City Center, New York • 20.6.09 à 14h
Musique et lyrics : Charlie Smalls. Livret : William F. Brown, d’après L. Frank Baum.
The Wiz est une version alternative de l’histoire du Magicien d’Oz, créée en 1975 par une troupe entièrement composée de comédiens noirs. La partition est écrite dans un style “pop” qui mêle rhythm & blues, soul, gospel et, bien sûr, l’idiome en plein décollage en 1975, le disco. La production originale tint l’affiche quatre ans. On y trouvait notamment une certaine Dee Dee Bridgewater dans le rôle de Glinda, la gentille sorcière du sud (qui chante l’une des plus belles chansons du spectacle, “If You Believe”).

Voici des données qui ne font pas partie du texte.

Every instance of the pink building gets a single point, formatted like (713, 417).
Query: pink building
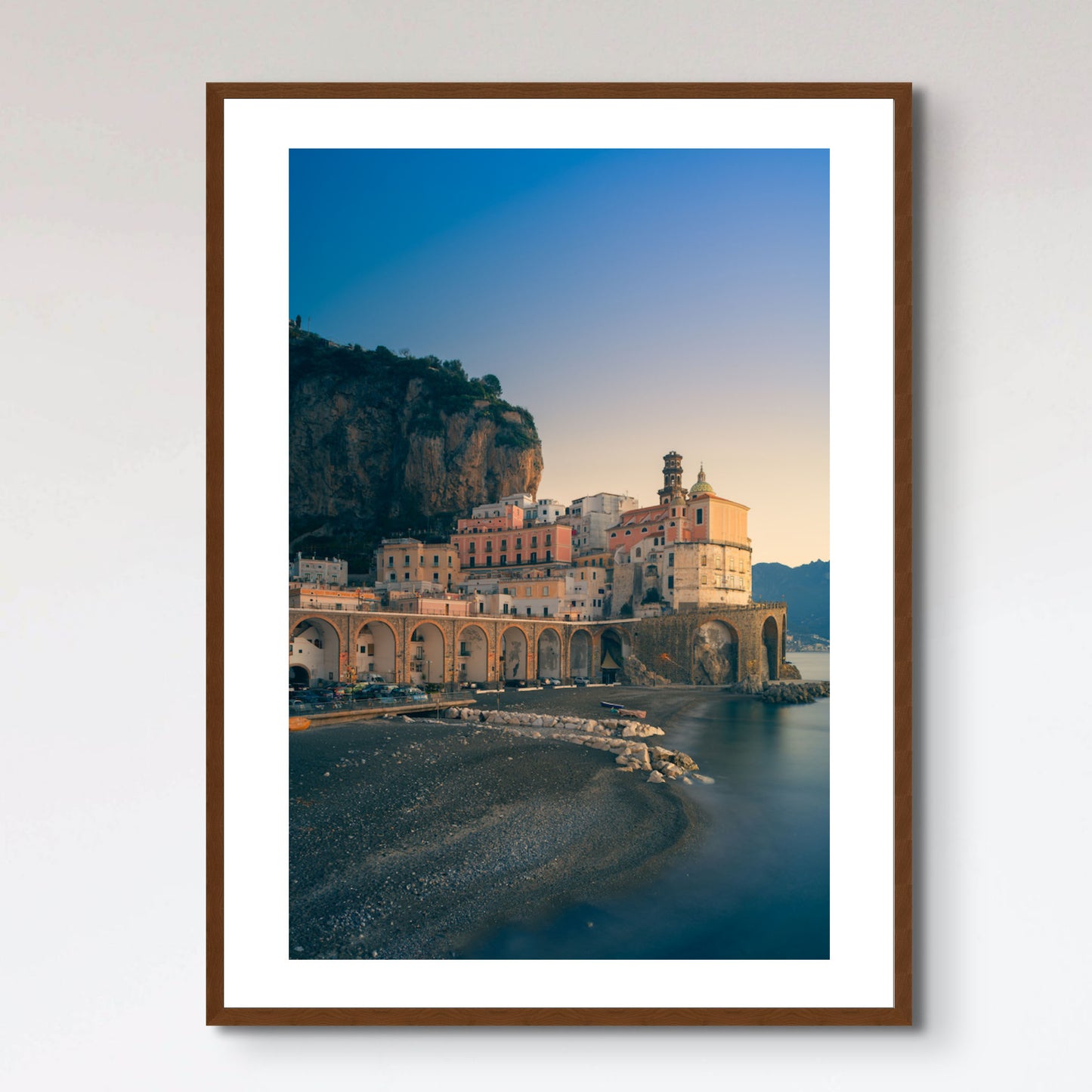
(451, 606)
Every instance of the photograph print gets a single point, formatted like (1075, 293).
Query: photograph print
(559, 554)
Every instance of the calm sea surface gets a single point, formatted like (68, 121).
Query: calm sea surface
(757, 885)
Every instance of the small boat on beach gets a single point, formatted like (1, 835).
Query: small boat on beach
(616, 707)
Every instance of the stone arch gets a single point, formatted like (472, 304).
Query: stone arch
(513, 653)
(614, 651)
(771, 642)
(580, 654)
(716, 653)
(426, 653)
(549, 657)
(472, 654)
(377, 650)
(314, 645)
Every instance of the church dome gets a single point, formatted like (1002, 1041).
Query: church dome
(701, 485)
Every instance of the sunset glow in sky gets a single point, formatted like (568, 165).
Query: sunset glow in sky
(635, 302)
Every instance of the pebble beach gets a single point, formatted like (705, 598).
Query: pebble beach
(416, 840)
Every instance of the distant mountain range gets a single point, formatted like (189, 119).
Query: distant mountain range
(806, 589)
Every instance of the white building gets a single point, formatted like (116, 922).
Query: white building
(591, 517)
(319, 571)
(544, 511)
(534, 511)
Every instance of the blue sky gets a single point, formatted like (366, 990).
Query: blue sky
(635, 301)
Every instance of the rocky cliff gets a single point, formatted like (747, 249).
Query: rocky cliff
(383, 444)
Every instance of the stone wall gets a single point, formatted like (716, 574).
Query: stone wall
(665, 647)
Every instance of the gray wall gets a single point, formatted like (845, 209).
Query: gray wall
(103, 190)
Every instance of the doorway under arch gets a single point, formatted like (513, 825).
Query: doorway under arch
(614, 650)
(376, 651)
(513, 652)
(580, 655)
(472, 655)
(716, 654)
(549, 654)
(316, 647)
(426, 654)
(771, 642)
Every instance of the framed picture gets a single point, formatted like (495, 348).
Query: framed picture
(588, 444)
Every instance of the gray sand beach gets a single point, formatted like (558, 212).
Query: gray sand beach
(415, 840)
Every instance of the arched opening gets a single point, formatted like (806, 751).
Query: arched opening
(772, 643)
(472, 655)
(614, 650)
(316, 647)
(376, 652)
(580, 655)
(549, 654)
(716, 654)
(426, 654)
(513, 654)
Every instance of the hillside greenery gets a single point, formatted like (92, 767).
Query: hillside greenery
(444, 387)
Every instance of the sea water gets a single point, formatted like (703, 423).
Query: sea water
(756, 881)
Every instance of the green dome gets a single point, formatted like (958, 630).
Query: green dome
(701, 485)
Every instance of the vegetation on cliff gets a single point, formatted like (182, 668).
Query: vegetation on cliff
(387, 444)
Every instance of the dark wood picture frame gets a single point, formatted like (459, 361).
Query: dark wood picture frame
(900, 1013)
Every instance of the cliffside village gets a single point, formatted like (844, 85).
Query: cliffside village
(599, 557)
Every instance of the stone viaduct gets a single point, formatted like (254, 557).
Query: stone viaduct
(712, 645)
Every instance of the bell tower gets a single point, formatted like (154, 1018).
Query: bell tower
(673, 478)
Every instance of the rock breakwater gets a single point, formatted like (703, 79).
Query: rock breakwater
(620, 738)
(783, 691)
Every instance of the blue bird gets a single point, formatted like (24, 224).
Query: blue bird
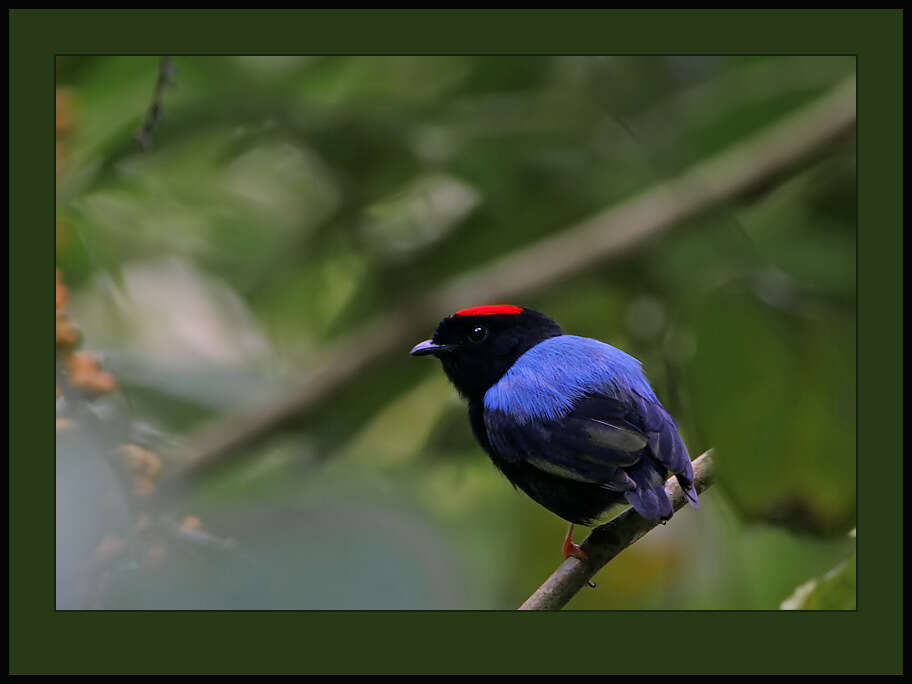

J’étais particulièrement heureux de voir pour la première fois un spectacle dont le CD figure parmi mes enregistrements préférés. La série “Encores! Summer Stars” propose en effet chaque été de voir une comédie musicale pendant quelques semaines au New York City Center (elle a débuté avec Gypsy en 2007, puis Damn Yankees en 2008).
Le résultat appelle des réactions très mitigées.
D’un côté, la partition de Charlie Smalls est, comme l’enregistrement de 1975 le révèle, un véritable délice de la première à la dernière note. Elle est en outre servie ici par un généreux orchestre de 23 musiciens et par des chanteurs incroyablement doués. Le rôle principal de Dorothy a été distribué à une chanteuse à nom unique, Ashanti, qui n’est pas étrangère au monde du Magicien d’Oz puisqu’elle a déjà interprété Dorothy dans la version de l’histoire proposée par le Muppet Show il y a quelques années. La voix ne peut pas laisser indifférent ; chaque note, chaque syllabe, chaque mélisme est étudié au millimètre et interprété avec une précision d’orfèvre. C’est le cas pour beaucoup d’autres chanteurs sur scène, la palme de la prestation la plus enthousiasmante revenant à la magnifique LaChanze (une autre comédienne/chanteuse à nom unique), qui a déjà derrière elle une belle carrière à Broadway.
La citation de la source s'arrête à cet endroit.